While the Colombian government did not elaborate on its reason for expelling Pino, the wording of its announcement suggests that he might have been carrying out clandestine activities in Colombia on behalf of Caracas. Pino said:

If I was a danger to the national security of Colombia, the most obvious thing the Colombian authorities could have done is detain me and show their evidence.

Pino said that he was arrested shortly after leaving a restaurant where he dined “with a friends from a union” and “talked about national and political” matters, but that nothing that he discussed could be construed as “political interference”.

Pino was expelled from Colombia yesterday after being detained in Bogota on Wednesday. He had been living in Colombia for 18 years.

Rodriguez Tells Governors to “Get Creative”

Vice president Delcy Rodriguez spoke today during a televised government meeting on the financial challenges affecting governorships across the country, given the collapse of the Venezuelan economy.
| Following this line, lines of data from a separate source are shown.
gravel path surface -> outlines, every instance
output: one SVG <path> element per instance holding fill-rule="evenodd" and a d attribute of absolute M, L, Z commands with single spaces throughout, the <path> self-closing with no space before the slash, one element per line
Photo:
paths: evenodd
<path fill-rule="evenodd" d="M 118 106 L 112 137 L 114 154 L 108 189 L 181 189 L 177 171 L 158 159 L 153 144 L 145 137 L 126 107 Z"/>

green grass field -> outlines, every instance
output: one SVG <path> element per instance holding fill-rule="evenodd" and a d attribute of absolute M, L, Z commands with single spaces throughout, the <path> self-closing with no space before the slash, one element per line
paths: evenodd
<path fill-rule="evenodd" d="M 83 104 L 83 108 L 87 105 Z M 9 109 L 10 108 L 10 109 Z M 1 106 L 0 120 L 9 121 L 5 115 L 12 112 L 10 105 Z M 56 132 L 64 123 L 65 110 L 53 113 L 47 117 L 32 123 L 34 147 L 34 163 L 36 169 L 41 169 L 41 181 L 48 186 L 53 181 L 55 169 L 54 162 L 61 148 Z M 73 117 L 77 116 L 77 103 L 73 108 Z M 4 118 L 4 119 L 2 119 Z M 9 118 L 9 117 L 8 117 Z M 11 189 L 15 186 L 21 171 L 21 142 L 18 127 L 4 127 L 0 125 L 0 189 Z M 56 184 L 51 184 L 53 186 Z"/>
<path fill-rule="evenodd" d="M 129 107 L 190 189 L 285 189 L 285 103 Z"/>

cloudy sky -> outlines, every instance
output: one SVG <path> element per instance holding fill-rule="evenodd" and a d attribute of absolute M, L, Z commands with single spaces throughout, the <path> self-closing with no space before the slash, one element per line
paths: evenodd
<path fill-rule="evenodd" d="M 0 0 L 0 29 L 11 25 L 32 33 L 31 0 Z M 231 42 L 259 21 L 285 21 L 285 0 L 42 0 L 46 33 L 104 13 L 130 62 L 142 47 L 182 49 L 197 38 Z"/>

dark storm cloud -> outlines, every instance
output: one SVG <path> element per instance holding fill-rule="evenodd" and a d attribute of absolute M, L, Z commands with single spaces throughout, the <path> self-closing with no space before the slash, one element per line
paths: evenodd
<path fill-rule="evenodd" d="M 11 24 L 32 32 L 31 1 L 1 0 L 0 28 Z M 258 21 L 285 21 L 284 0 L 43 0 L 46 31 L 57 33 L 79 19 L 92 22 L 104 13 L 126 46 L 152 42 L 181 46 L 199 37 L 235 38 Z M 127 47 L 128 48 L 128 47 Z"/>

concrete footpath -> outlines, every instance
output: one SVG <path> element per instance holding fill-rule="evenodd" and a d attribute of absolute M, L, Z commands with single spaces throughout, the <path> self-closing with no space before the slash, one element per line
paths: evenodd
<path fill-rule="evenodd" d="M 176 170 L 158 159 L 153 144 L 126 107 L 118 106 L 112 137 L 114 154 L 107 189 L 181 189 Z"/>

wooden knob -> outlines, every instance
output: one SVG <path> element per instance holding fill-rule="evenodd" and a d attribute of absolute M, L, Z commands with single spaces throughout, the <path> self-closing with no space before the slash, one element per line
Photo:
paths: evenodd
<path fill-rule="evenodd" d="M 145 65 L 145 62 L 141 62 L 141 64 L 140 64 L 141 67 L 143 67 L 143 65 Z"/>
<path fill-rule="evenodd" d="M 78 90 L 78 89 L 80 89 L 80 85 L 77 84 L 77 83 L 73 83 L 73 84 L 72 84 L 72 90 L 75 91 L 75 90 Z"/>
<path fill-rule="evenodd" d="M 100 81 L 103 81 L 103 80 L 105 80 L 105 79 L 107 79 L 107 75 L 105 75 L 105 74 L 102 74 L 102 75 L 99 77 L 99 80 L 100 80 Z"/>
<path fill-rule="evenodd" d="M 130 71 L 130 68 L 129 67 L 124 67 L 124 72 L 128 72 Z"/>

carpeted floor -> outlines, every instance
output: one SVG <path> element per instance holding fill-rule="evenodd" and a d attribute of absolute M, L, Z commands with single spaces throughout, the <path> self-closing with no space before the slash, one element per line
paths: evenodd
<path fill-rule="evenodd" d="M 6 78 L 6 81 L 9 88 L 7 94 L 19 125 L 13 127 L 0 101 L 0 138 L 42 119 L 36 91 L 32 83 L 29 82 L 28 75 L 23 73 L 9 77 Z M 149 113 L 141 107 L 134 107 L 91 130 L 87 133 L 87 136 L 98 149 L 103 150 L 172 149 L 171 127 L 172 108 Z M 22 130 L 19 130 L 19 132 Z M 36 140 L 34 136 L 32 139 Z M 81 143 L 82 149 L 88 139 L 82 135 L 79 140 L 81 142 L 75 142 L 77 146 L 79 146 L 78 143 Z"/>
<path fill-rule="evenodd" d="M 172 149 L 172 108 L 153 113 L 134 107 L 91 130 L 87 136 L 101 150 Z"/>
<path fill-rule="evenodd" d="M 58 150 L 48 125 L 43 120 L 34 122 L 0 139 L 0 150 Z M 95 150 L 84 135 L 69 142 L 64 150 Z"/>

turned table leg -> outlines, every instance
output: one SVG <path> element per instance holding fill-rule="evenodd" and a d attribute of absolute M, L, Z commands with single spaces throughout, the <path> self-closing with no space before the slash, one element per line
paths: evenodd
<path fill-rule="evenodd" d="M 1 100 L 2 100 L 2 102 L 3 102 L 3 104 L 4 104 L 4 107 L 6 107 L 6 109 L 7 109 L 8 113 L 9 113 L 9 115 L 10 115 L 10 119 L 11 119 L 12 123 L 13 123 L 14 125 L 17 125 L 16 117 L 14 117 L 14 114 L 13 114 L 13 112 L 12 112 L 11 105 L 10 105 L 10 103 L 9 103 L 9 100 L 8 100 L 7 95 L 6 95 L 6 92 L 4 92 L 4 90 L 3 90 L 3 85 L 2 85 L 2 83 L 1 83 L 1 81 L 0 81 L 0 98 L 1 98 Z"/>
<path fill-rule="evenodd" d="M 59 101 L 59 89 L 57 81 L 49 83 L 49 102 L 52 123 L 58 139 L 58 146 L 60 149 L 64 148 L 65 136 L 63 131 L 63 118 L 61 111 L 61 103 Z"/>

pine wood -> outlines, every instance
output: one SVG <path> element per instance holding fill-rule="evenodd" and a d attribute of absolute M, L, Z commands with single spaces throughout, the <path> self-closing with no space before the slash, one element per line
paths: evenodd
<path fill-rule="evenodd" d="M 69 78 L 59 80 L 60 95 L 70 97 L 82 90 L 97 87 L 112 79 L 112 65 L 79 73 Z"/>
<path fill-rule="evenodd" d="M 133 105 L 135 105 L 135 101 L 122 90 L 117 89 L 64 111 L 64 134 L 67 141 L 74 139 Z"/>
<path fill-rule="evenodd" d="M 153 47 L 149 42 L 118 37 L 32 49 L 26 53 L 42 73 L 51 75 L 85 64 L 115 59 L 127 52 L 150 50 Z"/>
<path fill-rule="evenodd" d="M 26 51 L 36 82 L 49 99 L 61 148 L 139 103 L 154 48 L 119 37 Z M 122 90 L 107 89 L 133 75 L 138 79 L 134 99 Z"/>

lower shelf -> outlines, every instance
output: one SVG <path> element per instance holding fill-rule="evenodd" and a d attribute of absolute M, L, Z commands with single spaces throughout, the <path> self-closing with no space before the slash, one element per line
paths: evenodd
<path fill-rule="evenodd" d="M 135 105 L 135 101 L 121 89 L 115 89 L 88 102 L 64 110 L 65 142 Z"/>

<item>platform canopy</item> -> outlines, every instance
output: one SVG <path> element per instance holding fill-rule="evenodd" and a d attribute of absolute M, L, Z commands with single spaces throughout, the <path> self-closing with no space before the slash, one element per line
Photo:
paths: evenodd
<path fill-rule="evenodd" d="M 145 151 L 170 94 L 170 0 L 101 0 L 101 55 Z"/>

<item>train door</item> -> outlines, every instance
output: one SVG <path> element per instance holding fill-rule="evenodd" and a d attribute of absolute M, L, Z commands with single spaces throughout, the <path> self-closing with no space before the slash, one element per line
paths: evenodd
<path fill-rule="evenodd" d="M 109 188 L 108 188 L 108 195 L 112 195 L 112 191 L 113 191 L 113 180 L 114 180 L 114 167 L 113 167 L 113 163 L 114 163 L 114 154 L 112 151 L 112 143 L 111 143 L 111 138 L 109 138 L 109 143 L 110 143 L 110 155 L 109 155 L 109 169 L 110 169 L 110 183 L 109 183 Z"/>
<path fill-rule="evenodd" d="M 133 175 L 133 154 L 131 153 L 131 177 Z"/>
During the meeting, Rodriguez said that governorships were feeling the effects of “an authentic economic blockade”, and called on governors to “activate an anti-blockade system”. Rodriguez did not explain what she meant.

Rodriguez also said that governors should “get creative to defeat the economic sabotage” that she claims is impacting the country.

While the Maduro regime has long blamed the country’s economic woes on a nebulous set of attacks it calls “the economic war”, the country’s collapse was in fact precipitated by nearly two decades of poor policy, including the imposition of strict currency exchange control in 2003.